How can we quantify the systemic risk of insecure demand-response to inform policy decisions?
The path forward
The challenge of securing demand-response technology exemplifies the broader security challenges of the clean energy transition. We are fundamentally changing the architecture of our energy system—from centralized to distributed, from analog to digital, from supply-following-demand to demand-adapting-to-supply. This transition offers numerous benefits, including more efficient resource utilization, lower carbon emissions, and potentially more resilient energy systems. But it also introduces new interdependencies and vulnerabilities that cross traditional boundaries between sectors, regulatory domains, and technical disciplines.

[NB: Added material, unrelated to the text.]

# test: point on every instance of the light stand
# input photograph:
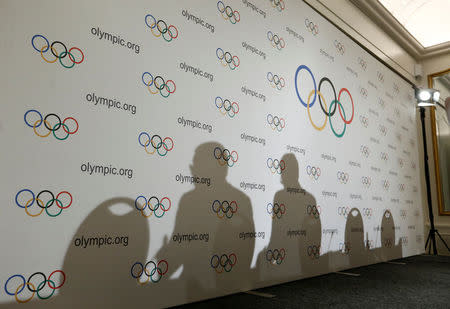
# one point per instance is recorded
(433, 232)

Successfully addressing these challenges requires collaboration across these boundaries. It demands a systems thinking approach that considers not just individual components but their interactions. And it requires us to move beyond seeing cybersecurity as simply a technical problem, recognizing it as a socio-technical challenge that touches on economics, human behavior, and institutional design.

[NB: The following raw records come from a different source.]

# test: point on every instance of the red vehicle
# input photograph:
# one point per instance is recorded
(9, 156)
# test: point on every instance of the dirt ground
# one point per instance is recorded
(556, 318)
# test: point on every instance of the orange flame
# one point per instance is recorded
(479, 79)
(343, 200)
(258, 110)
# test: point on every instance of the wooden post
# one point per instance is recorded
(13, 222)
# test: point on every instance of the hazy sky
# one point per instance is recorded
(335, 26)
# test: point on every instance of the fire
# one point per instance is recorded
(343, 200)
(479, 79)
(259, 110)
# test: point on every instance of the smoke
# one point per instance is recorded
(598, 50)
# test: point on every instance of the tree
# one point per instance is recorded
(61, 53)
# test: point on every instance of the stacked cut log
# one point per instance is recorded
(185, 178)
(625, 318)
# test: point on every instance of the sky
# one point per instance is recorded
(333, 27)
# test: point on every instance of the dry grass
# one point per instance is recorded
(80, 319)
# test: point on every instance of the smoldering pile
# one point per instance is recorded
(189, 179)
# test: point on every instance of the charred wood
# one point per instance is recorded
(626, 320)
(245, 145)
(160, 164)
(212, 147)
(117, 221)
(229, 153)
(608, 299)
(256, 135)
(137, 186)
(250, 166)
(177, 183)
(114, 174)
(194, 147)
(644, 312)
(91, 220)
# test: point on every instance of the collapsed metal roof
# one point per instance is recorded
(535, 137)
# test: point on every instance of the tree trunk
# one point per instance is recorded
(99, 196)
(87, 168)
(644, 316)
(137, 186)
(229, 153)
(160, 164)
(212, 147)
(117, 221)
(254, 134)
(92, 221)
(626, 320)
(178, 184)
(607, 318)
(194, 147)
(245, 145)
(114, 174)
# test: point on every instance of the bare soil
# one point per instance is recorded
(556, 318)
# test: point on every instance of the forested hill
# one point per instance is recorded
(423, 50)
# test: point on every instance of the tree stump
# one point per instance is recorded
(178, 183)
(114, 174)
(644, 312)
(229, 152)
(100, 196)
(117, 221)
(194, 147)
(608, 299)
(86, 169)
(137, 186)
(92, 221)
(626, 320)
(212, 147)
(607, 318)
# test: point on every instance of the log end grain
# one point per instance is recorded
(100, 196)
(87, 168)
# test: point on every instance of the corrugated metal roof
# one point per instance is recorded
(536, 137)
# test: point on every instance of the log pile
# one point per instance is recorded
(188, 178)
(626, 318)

By addressing these research gaps and implementing thoughtful interventions, we can build demand-response systems that help enable the clean energy transition while maintaining the security and reliability of our critical infrastructure. After all, a smarter grid should not mean a more vulnerable one. The true challenge is creating demand-response capabilities that are not just clean and flexible, but secure by design.
Feedback?
This post represents our current understanding of the demand-response security landscape, but we know there's much more to learn. Are you working on these issues? Do you see risks or opportunities we've missed? Please contact Nick Merrill (ffff@berkeley.edu) or leave a comment below.
This work emerged in collaboration with researchers at the Center for Long-Term Cybersecurity at UC Berkeley and the Institute for Security in Technology. Support for this work comes from Open Philanthropy.
Before you blow up my inbox: I’m referring to existing virtual-power-plant (VPP) capacity, most of which is demand-response. DOE’s 2024 Pathways to Commercial Liftoff: VPPs puts today’s VPP capacity at 30-60 GW (p 19).
In response to some feedback I received earlier, this thought experiment is intended to be a credible possibility, not an inevitable outcome. Ideally, edge fail-safe design would mitigate this scenario. The question is: How rigorously are we verifying fail-safes against both grid outages and network outages?